Vince Gilligan famously pitched Breaking Bad as a show about how one man transforms from “Mr. Chips to Scarface.” The comedy writer Michael Schur once described his pitch for the mockumentary sitcom Parks and Recreation as the story of how a local government turns a pit into a park. In this way, both of these beloved late-aughts series share an obsessive A-to-B narrative approach. They are shows about long, arduous processes. And their drama comes, not from big splashy twists—although there are plenty in both shows—but from our accumulated investment in the characters as they change. This change is alternately beautiful and terrifying as we come to appreciate its intricacies.
It’s notable, then, that both writers, who’d made their bones by offering extended, lovingly detailed televisual answers to material questions, eventually turned their gazes to the philosophical. Both Schur’s The Good Place and now Gilligan’s Pluribus are built around, essentially, unanswerable existential questions. Their high-concept methodology is the same—patient, glacial, attentive—though the result is dramatically different. While The Good Place became the most crowd-pleasing Philosophy 101 lecture on TV for four seasons, Pluribus takes a more radically detached approach to the audience. Rather than pepper its viewers with prompts and thought experiments, Pluribus sets up its premise and then, quite literally, just gives its viewers time to think about it.
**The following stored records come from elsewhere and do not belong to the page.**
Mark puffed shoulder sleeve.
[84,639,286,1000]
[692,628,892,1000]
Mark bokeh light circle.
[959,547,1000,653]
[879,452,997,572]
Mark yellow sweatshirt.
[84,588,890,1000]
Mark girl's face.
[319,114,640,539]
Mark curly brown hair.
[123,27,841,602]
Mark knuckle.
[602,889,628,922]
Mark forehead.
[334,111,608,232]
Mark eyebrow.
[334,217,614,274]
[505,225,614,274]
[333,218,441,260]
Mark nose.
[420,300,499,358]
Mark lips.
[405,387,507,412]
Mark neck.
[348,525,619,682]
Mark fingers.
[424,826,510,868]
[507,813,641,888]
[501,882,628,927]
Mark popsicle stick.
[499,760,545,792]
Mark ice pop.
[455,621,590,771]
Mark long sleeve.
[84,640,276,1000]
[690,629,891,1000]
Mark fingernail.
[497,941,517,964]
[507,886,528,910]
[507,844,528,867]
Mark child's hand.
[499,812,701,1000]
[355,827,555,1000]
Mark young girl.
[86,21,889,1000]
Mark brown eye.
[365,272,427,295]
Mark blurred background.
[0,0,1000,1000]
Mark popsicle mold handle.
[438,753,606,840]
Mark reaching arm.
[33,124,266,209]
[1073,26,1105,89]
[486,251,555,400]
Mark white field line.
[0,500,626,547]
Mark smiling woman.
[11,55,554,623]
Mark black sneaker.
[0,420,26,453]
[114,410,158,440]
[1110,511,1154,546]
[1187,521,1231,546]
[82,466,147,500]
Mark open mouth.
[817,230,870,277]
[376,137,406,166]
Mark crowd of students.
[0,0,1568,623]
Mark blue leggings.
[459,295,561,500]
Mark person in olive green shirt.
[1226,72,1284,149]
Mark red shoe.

In one episode, a guy we don’t know much about goes on a long drive and then a long hike. In multiple episodes, we watch that same man write consecutive numbers in a notebook, set a timer, and then cross out the number he just wrote down. In another episode, we watch Carol self-administer thiopental sodium and then, upon awaking from the resulting slumber, watch a video she recorded of herself self-administering thiopental sodium. All we can do is wait and wonder, filling the show’s many silences with our own projections and interpretations. It’s a valiant gambit—one that makes Pluribus one of the most formally adventurous shows on the air, and one of the sleepiest.